Loan talks first commenced shortly after the ouster of Hosni Mubarak, but have since faced many stumbling blocks. Egypt recently halted negotiations after three Gulf states pledged $12 billion in aid after the army overthrew former president Mohammad Mursi.
Christine Lagarde, managing director of the IMF, told Al Arabiya that the fund is ready and willing to restore talks with the Egyptian authorities.
“The IMF is not only prepared but very keen to engage with the Egyptian authorities, for the benefit and for the good of the Egyptian people,” she said.
Lagarde underlined the importance of economic reform in boosting Egypt's ailing economy.
“I think it will take cooperation, with a focus on the economic reforms that will put the country back on its feet,” she said.
Key to this is Egypt's access to global markets, the reduction of its fiscal deficit, and allocating public spending on essential projects, Lagarde said.
She added that the IMF had undertaken 18 months of “technical” preparations in negotiating the loan before July, when Mursi was overthrown.
Lagarde, speaking to Al Arabiya’s Senior Business News Presenter Lara Habib, also addressed the issue of the U.S. federal government shutdown and credit ceiling.
The IMF chief said that resolving the shutdown was ‘mission critical’ and should be resolved as “quickly as possible” due to its impact on the U.S. and global economy.
However, she added that the IMF would not suggest how the shutdown should be addressed, as the organization does not take a political stance.

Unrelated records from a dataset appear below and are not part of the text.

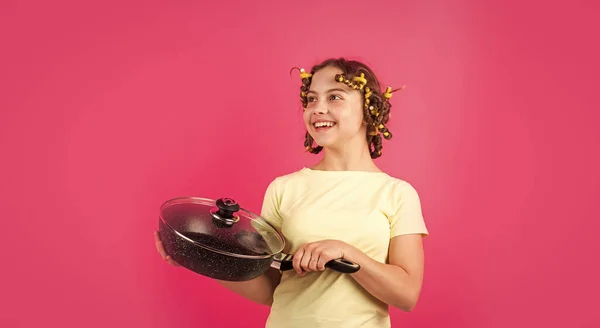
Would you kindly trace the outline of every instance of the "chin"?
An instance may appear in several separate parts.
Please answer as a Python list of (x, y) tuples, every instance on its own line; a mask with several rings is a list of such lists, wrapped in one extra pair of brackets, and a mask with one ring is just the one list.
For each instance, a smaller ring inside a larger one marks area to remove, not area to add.
[(315, 141), (315, 144), (321, 147), (330, 147), (336, 143), (336, 138), (334, 136), (326, 136), (314, 132), (311, 132), (310, 135)]
[(323, 148), (337, 148), (340, 143), (335, 140), (315, 140), (315, 144)]
[(317, 146), (321, 146), (323, 148), (328, 148), (328, 147), (331, 147), (331, 145), (333, 145), (333, 143), (331, 143), (331, 142), (319, 142), (318, 140), (315, 140), (315, 144)]

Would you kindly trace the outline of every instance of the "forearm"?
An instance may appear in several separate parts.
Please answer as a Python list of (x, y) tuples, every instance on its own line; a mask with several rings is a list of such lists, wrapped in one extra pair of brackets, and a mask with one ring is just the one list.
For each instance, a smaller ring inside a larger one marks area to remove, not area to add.
[(253, 302), (271, 306), (273, 293), (279, 284), (281, 275), (274, 269), (269, 269), (265, 274), (248, 281), (223, 281), (219, 284), (230, 291), (247, 298)]
[(400, 266), (375, 261), (353, 246), (344, 251), (344, 258), (361, 266), (352, 277), (371, 295), (404, 311), (414, 308), (421, 284)]

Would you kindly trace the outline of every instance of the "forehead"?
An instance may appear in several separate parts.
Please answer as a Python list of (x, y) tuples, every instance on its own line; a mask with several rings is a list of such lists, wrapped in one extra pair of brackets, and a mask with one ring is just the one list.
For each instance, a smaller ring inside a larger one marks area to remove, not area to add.
[(335, 86), (336, 88), (347, 88), (344, 83), (335, 80), (336, 74), (341, 74), (343, 71), (337, 67), (325, 67), (317, 71), (311, 79), (311, 90), (324, 90)]

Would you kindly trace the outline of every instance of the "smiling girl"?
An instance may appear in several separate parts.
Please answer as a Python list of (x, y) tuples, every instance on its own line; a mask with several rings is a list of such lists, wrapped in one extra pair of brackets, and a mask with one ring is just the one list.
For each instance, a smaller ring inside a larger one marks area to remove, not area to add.
[[(284, 236), (295, 270), (220, 283), (270, 306), (267, 327), (390, 327), (388, 306), (411, 311), (417, 304), (428, 235), (415, 188), (374, 162), (382, 139), (392, 137), (386, 124), (394, 90), (382, 90), (364, 63), (343, 58), (300, 70), (300, 78), (304, 146), (323, 156), (275, 178), (261, 211)], [(333, 259), (361, 268), (326, 270)]]

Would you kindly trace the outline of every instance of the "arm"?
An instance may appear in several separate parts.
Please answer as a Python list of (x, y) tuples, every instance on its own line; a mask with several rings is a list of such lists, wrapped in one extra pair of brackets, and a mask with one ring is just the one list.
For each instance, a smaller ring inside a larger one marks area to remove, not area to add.
[(369, 293), (391, 306), (411, 311), (419, 299), (423, 281), (423, 236), (428, 235), (416, 190), (405, 183), (398, 188), (397, 210), (390, 217), (388, 261), (373, 260), (356, 247), (339, 240), (302, 245), (294, 254), (299, 275), (323, 271), (325, 263), (345, 258), (361, 266), (352, 277)]
[(302, 245), (294, 254), (294, 269), (300, 276), (325, 270), (325, 263), (343, 258), (361, 266), (352, 277), (380, 301), (404, 311), (417, 304), (423, 281), (421, 234), (396, 236), (390, 241), (389, 264), (373, 260), (356, 247), (339, 240)]
[(423, 282), (424, 254), (420, 234), (392, 238), (389, 264), (375, 261), (351, 245), (344, 246), (344, 258), (361, 266), (352, 276), (363, 288), (382, 302), (403, 311), (415, 307)]
[(415, 188), (403, 183), (396, 189), (397, 210), (390, 217), (391, 235), (387, 264), (352, 246), (344, 256), (361, 265), (354, 279), (379, 300), (412, 311), (421, 294), (424, 270), (423, 236), (428, 235)]
[(271, 306), (275, 287), (279, 285), (281, 273), (270, 268), (265, 274), (248, 281), (222, 281), (219, 284), (230, 291), (258, 304)]

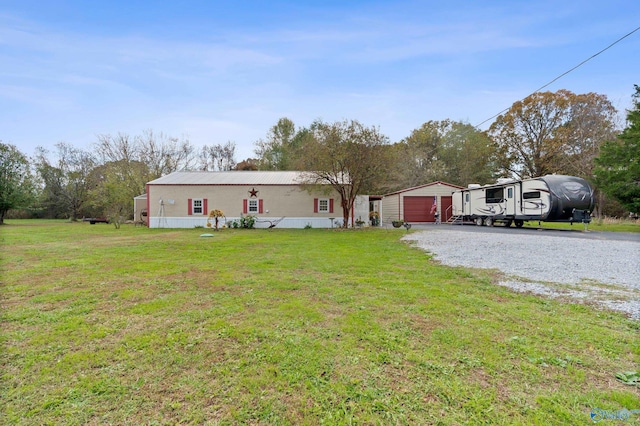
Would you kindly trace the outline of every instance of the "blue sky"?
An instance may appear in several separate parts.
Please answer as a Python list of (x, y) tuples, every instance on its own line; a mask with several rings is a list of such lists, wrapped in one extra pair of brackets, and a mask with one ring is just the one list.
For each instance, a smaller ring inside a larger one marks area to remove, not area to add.
[[(4, 0), (0, 140), (30, 155), (151, 129), (233, 141), (240, 161), (288, 117), (396, 142), (428, 120), (479, 124), (639, 26), (637, 0)], [(624, 116), (634, 84), (640, 31), (545, 90)]]

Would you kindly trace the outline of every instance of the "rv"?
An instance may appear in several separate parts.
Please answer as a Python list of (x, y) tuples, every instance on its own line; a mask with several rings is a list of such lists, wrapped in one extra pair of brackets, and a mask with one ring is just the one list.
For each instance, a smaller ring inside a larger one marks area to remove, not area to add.
[(521, 227), (526, 221), (589, 223), (593, 189), (579, 177), (547, 175), (525, 180), (499, 179), (453, 192), (454, 223)]

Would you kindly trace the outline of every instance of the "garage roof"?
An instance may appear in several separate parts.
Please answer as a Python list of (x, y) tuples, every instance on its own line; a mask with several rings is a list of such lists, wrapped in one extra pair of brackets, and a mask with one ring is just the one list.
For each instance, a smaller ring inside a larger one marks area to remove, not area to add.
[(413, 191), (415, 189), (420, 189), (420, 188), (425, 188), (427, 186), (434, 186), (434, 185), (444, 185), (444, 186), (450, 186), (451, 188), (456, 188), (456, 189), (463, 189), (462, 186), (458, 186), (458, 185), (454, 185), (452, 183), (447, 183), (447, 182), (443, 182), (441, 180), (437, 181), (437, 182), (431, 182), (431, 183), (427, 183), (424, 185), (420, 185), (420, 186), (414, 186), (412, 188), (405, 188), (405, 189), (401, 189), (399, 191), (395, 191), (395, 192), (390, 192), (388, 194), (384, 194), (385, 197), (388, 197), (389, 195), (395, 195), (395, 194), (400, 194), (403, 192), (407, 192), (407, 191)]

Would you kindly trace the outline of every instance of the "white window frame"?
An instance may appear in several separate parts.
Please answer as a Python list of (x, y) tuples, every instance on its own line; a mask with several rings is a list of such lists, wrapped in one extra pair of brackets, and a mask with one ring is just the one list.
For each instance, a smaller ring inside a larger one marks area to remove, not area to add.
[(318, 213), (329, 213), (329, 203), (328, 198), (318, 198)]
[(250, 199), (247, 203), (247, 213), (258, 213), (258, 200)]
[(191, 200), (191, 214), (204, 214), (204, 198), (194, 198)]

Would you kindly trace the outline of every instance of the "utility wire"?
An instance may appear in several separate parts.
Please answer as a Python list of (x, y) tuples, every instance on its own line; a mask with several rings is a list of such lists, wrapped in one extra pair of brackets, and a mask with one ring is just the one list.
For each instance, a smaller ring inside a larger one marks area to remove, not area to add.
[[(631, 34), (635, 33), (636, 31), (639, 31), (639, 30), (640, 30), (640, 27), (636, 28), (635, 30), (631, 31), (631, 32), (630, 32), (630, 33), (628, 33), (628, 34), (625, 34), (624, 36), (620, 37), (619, 39), (617, 39), (616, 41), (614, 41), (613, 43), (611, 43), (609, 46), (605, 47), (604, 49), (602, 49), (601, 51), (599, 51), (598, 53), (596, 53), (595, 55), (591, 55), (591, 57), (589, 57), (589, 58), (585, 59), (584, 61), (580, 62), (578, 65), (576, 65), (575, 67), (571, 68), (569, 71), (566, 71), (566, 72), (564, 72), (564, 73), (560, 74), (559, 76), (557, 76), (556, 78), (554, 78), (553, 80), (551, 80), (550, 82), (548, 82), (547, 84), (545, 84), (544, 86), (542, 86), (542, 87), (540, 87), (540, 88), (536, 89), (535, 91), (533, 91), (533, 92), (532, 92), (531, 94), (529, 94), (528, 96), (531, 96), (531, 95), (533, 95), (534, 93), (538, 93), (539, 91), (541, 91), (541, 90), (542, 90), (542, 89), (544, 89), (545, 87), (547, 87), (547, 86), (549, 86), (549, 85), (551, 85), (551, 84), (555, 83), (556, 81), (558, 81), (559, 79), (561, 79), (561, 78), (562, 78), (562, 77), (564, 77), (565, 75), (569, 74), (571, 71), (573, 71), (573, 70), (575, 70), (575, 69), (577, 69), (577, 68), (581, 67), (582, 65), (586, 64), (587, 62), (589, 62), (590, 60), (592, 60), (593, 58), (595, 58), (595, 57), (596, 57), (596, 56), (598, 56), (599, 54), (601, 54), (601, 53), (603, 53), (603, 52), (605, 52), (605, 51), (609, 50), (610, 48), (612, 48), (613, 46), (615, 46), (616, 44), (620, 43), (622, 40), (624, 40), (625, 38), (629, 37)], [(528, 96), (527, 96), (527, 97), (528, 97)], [(502, 113), (504, 113), (504, 112), (509, 111), (509, 109), (510, 109), (510, 108), (511, 108), (511, 107), (503, 109), (503, 110), (502, 110), (502, 111), (500, 111), (499, 113), (497, 113), (497, 114), (495, 114), (495, 115), (493, 115), (493, 116), (491, 116), (491, 117), (487, 118), (487, 119), (486, 119), (486, 120), (484, 120), (482, 123), (476, 124), (476, 125), (475, 125), (475, 126), (473, 126), (473, 127), (480, 127), (480, 126), (482, 126), (482, 125), (483, 125), (484, 123), (486, 123), (487, 121), (492, 120), (492, 119), (496, 118), (497, 116), (499, 116), (500, 114), (502, 114)]]

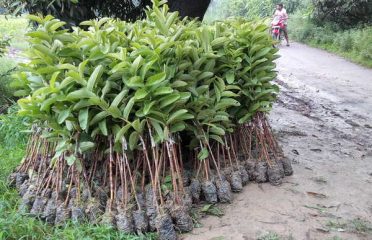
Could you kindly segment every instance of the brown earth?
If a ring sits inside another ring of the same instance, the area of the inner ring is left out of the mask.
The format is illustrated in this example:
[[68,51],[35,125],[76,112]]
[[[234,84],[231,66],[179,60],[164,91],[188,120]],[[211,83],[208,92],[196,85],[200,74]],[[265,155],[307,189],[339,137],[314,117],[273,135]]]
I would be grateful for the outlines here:
[[249,184],[183,239],[372,239],[372,70],[297,43],[280,54],[270,120],[294,175]]

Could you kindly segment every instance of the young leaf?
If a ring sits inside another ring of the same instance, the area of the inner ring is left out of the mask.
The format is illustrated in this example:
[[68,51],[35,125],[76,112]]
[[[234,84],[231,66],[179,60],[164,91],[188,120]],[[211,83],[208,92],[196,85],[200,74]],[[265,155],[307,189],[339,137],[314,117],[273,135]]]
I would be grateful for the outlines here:
[[82,130],[86,130],[88,126],[89,109],[84,108],[79,111],[79,125]]
[[158,74],[155,74],[155,75],[152,75],[151,77],[149,77],[147,79],[147,82],[146,82],[146,86],[154,86],[154,85],[157,85],[161,82],[163,82],[166,78],[166,73],[165,72],[161,72],[161,73],[158,73]]
[[132,132],[129,136],[129,149],[134,150],[138,144],[139,135],[137,132]]
[[96,145],[94,142],[80,142],[79,149],[81,153],[85,153],[90,149],[94,148]]
[[87,89],[89,91],[92,91],[93,90],[93,88],[97,84],[97,81],[101,78],[102,73],[103,73],[103,66],[102,65],[98,65],[94,69],[92,75],[90,75],[90,77],[89,77],[89,80],[88,80],[88,83],[87,83]]
[[202,150],[198,154],[198,159],[202,161],[206,159],[208,156],[209,156],[208,149],[202,148]]
[[70,113],[71,113],[70,109],[66,109],[66,110],[61,111],[58,114],[57,122],[59,124],[62,124],[68,118],[68,116],[70,115]]
[[101,130],[101,132],[102,132],[102,134],[104,136],[107,136],[108,135],[106,119],[104,119],[103,121],[99,122],[98,127],[99,127],[99,129]]
[[134,105],[135,101],[136,101],[136,100],[135,100],[134,97],[132,97],[132,98],[128,101],[128,103],[127,103],[127,105],[125,106],[124,111],[123,111],[123,117],[124,117],[124,119],[128,119],[129,114],[130,114],[130,112],[132,111],[132,108],[133,108],[133,105]]
[[67,156],[66,161],[69,166],[72,166],[76,161],[76,157],[74,155]]

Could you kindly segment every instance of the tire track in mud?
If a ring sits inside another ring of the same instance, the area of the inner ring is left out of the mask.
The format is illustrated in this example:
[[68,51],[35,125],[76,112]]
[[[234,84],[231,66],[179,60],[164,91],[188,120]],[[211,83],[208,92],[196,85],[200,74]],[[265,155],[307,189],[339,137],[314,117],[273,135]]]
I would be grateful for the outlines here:
[[[329,132],[334,138],[351,141],[366,149],[372,148],[372,128],[368,124],[372,123],[372,119],[342,109],[337,106],[337,103],[321,97],[316,97],[317,100],[314,101],[314,95],[307,96],[309,91],[299,92],[281,80],[276,82],[281,88],[277,105],[313,120],[314,124],[321,126],[323,131]],[[294,131],[292,134],[303,135],[304,133]]]

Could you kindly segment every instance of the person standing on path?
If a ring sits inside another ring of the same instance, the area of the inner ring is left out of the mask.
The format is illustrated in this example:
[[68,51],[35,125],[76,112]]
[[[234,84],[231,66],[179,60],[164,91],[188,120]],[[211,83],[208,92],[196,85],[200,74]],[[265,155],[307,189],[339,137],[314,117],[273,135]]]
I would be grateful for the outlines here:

“The longer it lasts, particularly the issue of [the] debt ceiling, the more serious and the more negative it is going to be,” Lagarde said during the annual meeting of the IMF in Washington.
In addition to the U.S. government shutdown, global economies face several other threats, she added, including the general fiscal situation of the United States, the potentially “dire” consequences of “ill-advised” tapering of unconventional monetary policy, disagreements within the EU and an “unwillingness” for discussions on a proposed European banking union.